Tuesday, May 8, 2007

Near-Shoring Private Labels

I am on the road almost non-stop this month talking with distributors and manufacturers about the new Facing the Forces of Change®: Lead the Way in the Supply Chain report, giving me real-time insight into how executives are responding and interpreting the results.

Discordant Trends?

Here’s a really thoughtful question that I got recently: “Doesn’t the Private Label trend counteract the Demand-Driven Channels trend?

The short answer: Maybe. (I said it was a thoughtful question, not an easy one!)

The Demand-Driven Channels trend describes how to build a lean supply chain and reduce inventories through closer relationships with suppliers. In contrast, the Private Label trend describes how wholesaler-distributors are taking over more functions and risks from suppliers.

I mention this trade-off very briefly on page 29 of Lead the Way in the Supply Chain when I write: “Geographic distance makes planning more difficult because lead times are much longer and more uncertain, thereby inflating inventories in the supply chain. Ironically, global sourcing strategies by wholesaler-distributors represent a trend opposed to the demand-driven channel trend.”

Demand-Driven Private Labels

To better understand this trade-off, I suggest that you check out a very useful article called Revisiting LCCS in a Demand-Driven World from the new Supply Chain Management Review.

(In case you are wondering, LCCS stands for “low-cost country sourcing.” Hey, it wouldn’t be a real supply chain article without some MUFLAs -- Made-Up Four Letter Acronyms!)

As I note in Chapter One of Lead the Way, the lower costs and ready availability of overseas sourcing opportunities makes it easier for wholesaler-distributors to get their own private label products manufactured. Nearly 2/3 of distributors with private labels are using LCCS from an overseas plant.

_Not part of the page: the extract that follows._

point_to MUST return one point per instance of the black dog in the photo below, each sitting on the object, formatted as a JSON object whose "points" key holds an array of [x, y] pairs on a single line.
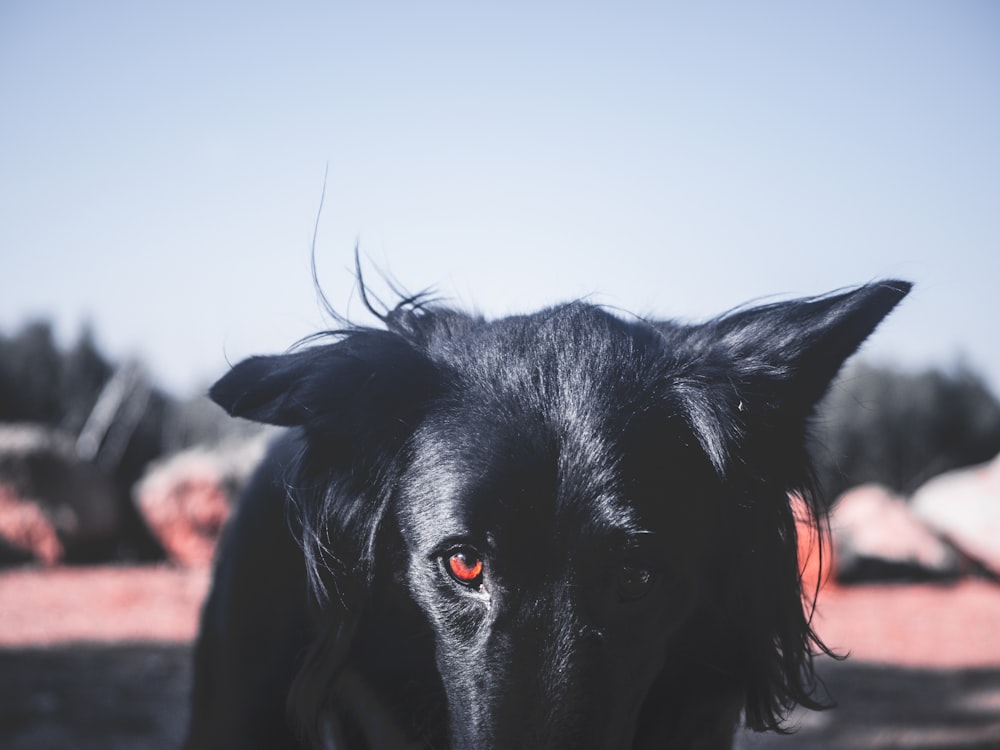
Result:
{"points": [[558, 530]]}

However, the article advocates a reevaluation of “near-shoring,” such as sourcing in Mexico for goods destined for the U.S. and Canadian markets. Key points:

  • “While offshoring provides clear reductions in the product cost, the associated overhead and processes required don’t always sustain the value.”
  • “Near shoring may not yield production costs as low as the offshoring sites, but it can provide less cost and process fluctuation in the value chain.”
  • “Companies that have products with variable demand, require low inventory, have bulky but labor-intensive products, and require significant buyer-led supplier development or engineering support are good candidates for the near-shoring option.”
Read this article to better understand the supply chain burdens of a longer inbound supply chain.